あくまで平気を装って笑うアナタが、けれど内心すごく落ち込んでるってわかってる。

短い付き合いだけど、いつも傍にいるから。

一番近くにいるから、わかるんだ。




“また?困ったね…。”




苦笑して、前の席に後ろ座りする彼に言う。



私は

アナタみたいに

上手く笑えない





“ほんと…何でかなぁ…。

《好きじゃないんでしょ!?》って、好きだから付き合ってんのに…。
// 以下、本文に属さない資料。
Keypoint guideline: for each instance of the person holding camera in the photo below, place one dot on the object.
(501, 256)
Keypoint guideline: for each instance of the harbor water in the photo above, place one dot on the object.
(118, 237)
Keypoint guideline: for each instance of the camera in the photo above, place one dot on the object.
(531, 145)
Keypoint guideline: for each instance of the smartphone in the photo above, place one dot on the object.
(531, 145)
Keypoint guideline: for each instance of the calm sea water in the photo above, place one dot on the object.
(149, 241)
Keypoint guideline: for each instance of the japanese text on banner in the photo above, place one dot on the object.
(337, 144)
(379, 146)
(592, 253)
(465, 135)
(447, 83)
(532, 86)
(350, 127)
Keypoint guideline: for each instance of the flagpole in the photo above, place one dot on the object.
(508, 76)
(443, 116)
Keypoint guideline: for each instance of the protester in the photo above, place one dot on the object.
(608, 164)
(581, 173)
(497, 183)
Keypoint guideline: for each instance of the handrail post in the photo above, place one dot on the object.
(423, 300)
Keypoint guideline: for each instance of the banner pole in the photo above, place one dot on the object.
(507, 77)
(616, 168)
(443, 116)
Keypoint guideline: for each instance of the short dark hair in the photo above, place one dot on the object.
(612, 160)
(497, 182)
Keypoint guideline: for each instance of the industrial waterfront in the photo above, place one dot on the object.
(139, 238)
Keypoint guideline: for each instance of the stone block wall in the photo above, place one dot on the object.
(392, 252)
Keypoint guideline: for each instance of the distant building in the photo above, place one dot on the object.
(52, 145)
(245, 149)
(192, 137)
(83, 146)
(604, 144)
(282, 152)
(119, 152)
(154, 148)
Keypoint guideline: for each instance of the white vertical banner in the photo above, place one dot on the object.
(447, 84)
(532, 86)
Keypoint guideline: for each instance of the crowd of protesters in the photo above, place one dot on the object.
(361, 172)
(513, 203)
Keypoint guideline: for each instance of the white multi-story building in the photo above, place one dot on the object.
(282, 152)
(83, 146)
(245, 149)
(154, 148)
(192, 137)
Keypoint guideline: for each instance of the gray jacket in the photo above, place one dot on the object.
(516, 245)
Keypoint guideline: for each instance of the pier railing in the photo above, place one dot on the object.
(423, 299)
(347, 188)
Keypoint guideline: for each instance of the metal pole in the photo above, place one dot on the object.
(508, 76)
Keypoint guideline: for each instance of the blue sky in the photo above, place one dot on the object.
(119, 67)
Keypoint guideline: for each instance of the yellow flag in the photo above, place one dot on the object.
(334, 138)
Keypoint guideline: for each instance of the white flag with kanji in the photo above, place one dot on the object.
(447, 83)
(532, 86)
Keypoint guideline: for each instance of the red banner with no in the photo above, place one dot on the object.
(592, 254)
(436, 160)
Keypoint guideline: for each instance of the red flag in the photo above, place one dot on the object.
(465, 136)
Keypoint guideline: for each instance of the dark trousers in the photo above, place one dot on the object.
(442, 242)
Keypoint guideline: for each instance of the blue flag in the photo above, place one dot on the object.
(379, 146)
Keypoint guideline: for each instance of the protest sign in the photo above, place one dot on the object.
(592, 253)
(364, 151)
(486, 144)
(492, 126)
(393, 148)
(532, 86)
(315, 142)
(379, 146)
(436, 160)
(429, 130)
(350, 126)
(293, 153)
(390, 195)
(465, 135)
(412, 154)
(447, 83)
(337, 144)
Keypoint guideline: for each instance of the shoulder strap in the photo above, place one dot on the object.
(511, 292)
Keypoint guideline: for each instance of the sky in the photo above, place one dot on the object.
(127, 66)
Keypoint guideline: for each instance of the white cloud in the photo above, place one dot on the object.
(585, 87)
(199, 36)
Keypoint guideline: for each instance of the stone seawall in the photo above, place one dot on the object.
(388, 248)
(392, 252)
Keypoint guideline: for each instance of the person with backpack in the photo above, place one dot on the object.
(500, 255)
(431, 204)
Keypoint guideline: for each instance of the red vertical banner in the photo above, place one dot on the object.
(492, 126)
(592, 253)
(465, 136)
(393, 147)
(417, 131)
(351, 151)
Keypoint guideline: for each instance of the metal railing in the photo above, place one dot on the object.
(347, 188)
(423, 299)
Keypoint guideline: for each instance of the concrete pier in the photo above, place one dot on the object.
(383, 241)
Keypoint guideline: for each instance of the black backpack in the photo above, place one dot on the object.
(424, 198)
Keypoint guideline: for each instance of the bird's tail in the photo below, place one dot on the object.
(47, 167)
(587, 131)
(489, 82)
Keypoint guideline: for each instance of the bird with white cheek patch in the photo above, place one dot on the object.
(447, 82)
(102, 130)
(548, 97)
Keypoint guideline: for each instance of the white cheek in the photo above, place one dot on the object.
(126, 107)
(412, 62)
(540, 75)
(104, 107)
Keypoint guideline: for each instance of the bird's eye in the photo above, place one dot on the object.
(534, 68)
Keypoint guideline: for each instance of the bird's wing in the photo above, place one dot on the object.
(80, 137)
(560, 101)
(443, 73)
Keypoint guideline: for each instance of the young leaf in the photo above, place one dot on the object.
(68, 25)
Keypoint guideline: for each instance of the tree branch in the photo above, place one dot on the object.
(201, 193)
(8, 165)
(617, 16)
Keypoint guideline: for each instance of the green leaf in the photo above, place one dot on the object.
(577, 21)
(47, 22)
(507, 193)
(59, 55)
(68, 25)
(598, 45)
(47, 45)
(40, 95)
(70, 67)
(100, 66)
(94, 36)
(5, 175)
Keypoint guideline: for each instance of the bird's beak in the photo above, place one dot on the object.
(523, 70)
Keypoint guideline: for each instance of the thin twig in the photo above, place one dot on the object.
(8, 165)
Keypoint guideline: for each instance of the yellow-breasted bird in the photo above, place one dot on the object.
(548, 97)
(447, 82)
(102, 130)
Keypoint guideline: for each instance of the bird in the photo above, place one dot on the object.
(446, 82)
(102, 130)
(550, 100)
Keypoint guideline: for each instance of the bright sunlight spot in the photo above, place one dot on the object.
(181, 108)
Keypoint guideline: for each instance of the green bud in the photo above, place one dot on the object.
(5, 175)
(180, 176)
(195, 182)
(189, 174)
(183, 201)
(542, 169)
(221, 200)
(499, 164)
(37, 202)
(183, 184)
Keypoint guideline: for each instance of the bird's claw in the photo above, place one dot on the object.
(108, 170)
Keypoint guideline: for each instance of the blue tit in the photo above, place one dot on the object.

”





子供っぽい顔でも、はき出されたため息は大人っぽい。

その行為にチクリと心に感じる痛みは、何度あっても慣れない。





本当は知ってる。

何で、彼が彼女に泣かれるのか。

何で、彼が責められるのか。





彼女いるのに、私といる時間の方が多いなんて、女の子なら許せないよ。

しかもふたりっきりで帰ることもあるし。

息が白くなるこの季節、必ず手を繋いでくれるし。

ふつうは、彼女以外の子とそんなことしない。





彼女は 私に嫉妬してる

だから もう……







そう言えないのは、この場所が、関係が好きだから。

今までに彼が何人の子と付き合って、何人の子と別れるのを見てきたか。

傷付けてる原因は私なのに、責任とって傷付くのはいつだって【彼】。